If you have the number of employees a team has/ number of people who have worked on the game (credits) and multiply that by the average salary, then multiply that by the number of years the game spent in development, you then have a 75% estimate of the overall cost. Good luck! :)
It’s not quite that simple. The whole team doesn’t work on the game from start to finish. Different disciplines come in at different times. Especially when you’re looking at game development pipelines.
Different disciplines come at different points in development. To illustrate a bit, design and production will be heaviest in the early stages. It will probably utilize some senior art and code people to help conception. Senior coders and artists art will then mock up certain elements of the design, but stand-in elements will be mostly used from previous games (I believe they even used Zelda 1 at some point for Breath of the Wild).
Code will then work more properly on the core game mechanics before bringing in content teams (other designers, script coders and such) and more artists to start making more proper game content.
QA comes in at full force at some point during Alpha.
Alpha is complete when all major features are done and no major bugs exist.

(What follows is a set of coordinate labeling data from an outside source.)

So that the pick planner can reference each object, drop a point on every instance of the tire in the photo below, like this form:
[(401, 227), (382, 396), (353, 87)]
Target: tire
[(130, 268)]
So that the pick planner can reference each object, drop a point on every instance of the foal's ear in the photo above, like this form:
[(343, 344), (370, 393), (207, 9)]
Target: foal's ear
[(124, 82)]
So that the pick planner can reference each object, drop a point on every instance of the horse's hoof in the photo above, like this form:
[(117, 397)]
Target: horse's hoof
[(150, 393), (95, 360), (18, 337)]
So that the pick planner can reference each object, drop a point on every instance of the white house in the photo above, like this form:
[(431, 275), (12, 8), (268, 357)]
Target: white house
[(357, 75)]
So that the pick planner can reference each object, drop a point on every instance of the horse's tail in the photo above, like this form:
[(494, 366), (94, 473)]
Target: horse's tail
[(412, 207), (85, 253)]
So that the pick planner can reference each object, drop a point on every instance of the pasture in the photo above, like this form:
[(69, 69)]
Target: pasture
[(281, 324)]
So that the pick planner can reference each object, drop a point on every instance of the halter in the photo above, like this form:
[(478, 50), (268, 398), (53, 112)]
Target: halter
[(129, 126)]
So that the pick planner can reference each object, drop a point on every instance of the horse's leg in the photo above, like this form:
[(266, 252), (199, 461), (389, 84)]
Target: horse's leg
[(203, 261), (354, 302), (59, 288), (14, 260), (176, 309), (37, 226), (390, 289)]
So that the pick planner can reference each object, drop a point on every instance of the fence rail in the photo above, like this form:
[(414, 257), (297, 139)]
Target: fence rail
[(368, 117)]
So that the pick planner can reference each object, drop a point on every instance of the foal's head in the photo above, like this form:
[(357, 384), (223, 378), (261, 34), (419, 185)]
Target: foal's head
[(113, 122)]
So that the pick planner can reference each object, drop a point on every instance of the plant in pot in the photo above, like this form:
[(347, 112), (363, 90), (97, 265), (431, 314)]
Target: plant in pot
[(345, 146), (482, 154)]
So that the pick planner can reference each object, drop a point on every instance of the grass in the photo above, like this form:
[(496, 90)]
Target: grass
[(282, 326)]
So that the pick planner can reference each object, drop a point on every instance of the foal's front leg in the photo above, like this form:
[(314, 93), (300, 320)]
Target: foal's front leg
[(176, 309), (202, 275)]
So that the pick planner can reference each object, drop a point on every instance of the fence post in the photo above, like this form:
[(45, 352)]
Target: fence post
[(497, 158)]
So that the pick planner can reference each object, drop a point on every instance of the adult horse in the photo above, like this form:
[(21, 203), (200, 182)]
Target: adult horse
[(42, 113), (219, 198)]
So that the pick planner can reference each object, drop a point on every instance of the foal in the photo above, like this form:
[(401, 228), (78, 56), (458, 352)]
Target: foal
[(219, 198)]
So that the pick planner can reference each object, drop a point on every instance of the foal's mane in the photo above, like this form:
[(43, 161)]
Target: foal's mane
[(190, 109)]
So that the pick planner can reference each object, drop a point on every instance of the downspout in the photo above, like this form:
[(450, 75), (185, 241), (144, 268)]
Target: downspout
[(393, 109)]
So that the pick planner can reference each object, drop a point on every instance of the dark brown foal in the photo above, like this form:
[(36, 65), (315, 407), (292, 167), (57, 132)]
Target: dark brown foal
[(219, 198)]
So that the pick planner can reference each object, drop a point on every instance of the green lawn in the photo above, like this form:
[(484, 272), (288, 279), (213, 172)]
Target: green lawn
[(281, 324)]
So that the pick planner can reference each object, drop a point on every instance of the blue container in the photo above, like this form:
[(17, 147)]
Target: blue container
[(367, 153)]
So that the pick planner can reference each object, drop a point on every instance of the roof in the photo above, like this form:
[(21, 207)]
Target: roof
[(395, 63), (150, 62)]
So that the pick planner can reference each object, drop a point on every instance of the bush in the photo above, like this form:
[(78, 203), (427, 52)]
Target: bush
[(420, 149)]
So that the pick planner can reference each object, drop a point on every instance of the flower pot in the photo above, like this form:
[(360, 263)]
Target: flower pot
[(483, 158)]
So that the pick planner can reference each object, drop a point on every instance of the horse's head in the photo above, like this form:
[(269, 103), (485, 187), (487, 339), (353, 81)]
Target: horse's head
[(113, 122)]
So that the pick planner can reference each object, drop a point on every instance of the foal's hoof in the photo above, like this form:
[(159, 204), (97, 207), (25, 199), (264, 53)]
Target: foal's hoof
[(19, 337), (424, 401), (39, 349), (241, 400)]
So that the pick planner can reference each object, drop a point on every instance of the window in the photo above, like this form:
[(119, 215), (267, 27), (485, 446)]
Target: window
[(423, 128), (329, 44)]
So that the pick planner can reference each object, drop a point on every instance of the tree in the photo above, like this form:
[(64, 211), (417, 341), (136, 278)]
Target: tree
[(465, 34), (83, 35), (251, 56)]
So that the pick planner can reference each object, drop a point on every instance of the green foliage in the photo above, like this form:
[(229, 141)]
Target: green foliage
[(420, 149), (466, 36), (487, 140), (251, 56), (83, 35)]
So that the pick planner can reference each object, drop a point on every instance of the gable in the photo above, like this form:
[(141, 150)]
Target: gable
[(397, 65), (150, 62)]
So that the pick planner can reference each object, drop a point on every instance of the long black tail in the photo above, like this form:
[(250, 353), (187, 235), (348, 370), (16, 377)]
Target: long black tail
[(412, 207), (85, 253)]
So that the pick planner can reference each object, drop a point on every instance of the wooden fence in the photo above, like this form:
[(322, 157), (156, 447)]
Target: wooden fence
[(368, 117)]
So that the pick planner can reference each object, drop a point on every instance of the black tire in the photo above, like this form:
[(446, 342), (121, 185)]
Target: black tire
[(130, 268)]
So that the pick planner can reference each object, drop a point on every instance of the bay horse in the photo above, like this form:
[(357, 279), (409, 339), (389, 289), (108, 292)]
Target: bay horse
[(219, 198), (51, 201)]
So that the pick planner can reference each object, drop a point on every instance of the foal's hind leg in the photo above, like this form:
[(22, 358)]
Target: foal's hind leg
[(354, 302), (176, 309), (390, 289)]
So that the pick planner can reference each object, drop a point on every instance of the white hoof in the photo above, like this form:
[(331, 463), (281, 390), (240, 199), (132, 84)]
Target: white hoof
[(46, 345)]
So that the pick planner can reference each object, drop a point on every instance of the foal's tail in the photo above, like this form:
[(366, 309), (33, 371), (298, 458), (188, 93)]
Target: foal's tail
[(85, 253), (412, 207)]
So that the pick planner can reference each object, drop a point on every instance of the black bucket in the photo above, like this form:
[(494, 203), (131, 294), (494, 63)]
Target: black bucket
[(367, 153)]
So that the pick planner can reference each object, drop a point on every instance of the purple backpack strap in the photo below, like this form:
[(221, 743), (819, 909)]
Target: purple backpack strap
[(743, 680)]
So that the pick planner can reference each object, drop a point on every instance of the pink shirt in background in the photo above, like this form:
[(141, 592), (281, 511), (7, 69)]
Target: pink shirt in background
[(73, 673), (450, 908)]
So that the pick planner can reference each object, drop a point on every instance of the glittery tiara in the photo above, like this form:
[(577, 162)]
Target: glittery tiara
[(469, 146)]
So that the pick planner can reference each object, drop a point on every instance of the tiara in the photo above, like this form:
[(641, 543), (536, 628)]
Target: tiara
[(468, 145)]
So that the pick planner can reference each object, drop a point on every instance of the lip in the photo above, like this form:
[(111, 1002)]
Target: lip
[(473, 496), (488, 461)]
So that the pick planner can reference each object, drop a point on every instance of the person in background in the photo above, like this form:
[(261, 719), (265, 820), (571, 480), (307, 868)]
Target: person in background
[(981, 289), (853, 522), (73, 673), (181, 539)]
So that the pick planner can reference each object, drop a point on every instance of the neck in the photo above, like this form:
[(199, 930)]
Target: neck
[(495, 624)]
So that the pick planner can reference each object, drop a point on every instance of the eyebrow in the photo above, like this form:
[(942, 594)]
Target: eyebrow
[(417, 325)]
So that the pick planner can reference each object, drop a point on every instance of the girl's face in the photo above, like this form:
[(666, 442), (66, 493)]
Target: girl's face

Beta phase is when the team is at the biggest as production and design will be playing the game a lot while code and art smash bugs and all of the polishing occurs. Much of the core (feature dev/hard coding) code team will finish up during Beta and only come in if absolutely required. This is largely scripting and content bug fixing heavy. They might also change things based on feedback, but largely core features will have been finalized in Alpha, it is less likely new changes will come during Beta.
Gold Master is when the game is essentially done and they’re just testing it for any remaining bugs. Most of the team will already have moved off at this point except those who are behind and testing it for flaws according to their discipline, but most people working on the game will be QA.
While not all companies use the same procedures, they’ll use some version of the above framing.
But anyway, one last thing: AAA pipelines typically have a trunk and branches. So the branches are the yearly releases of games you get. They actually begin quite a while before release, probably two years. Basically the trunk keeps getting developed to keep pushing forward features, optimization, and such, but the branches are split off for scripting and art leading into an actual game release. Usually you’ll have 2-3 different branch teams that are the ones responsible for your actual game releases. With some game franchises, they might even contract another dev studio to handle one of the branch schedules, or even all of the branch schedules (I believe the old WWE games were done this way, the older ones, I believe, had their trunk developed in Japan while the branches were done by English teams in the UK and/or the US).
Anyway, in the timeline of budget. Unless you’re talking about AAA pipelines. Typically games don’t utilize the entire dev team from start to finish. This will be a bit different for small indie teams with like 1-6 people doing multiple things (Any designer who worked on smaller teams also knows they spend half to most of their time doing QA). But either way, budgeting is not so simple as calculate team size and multiply salaries by time to develop the game.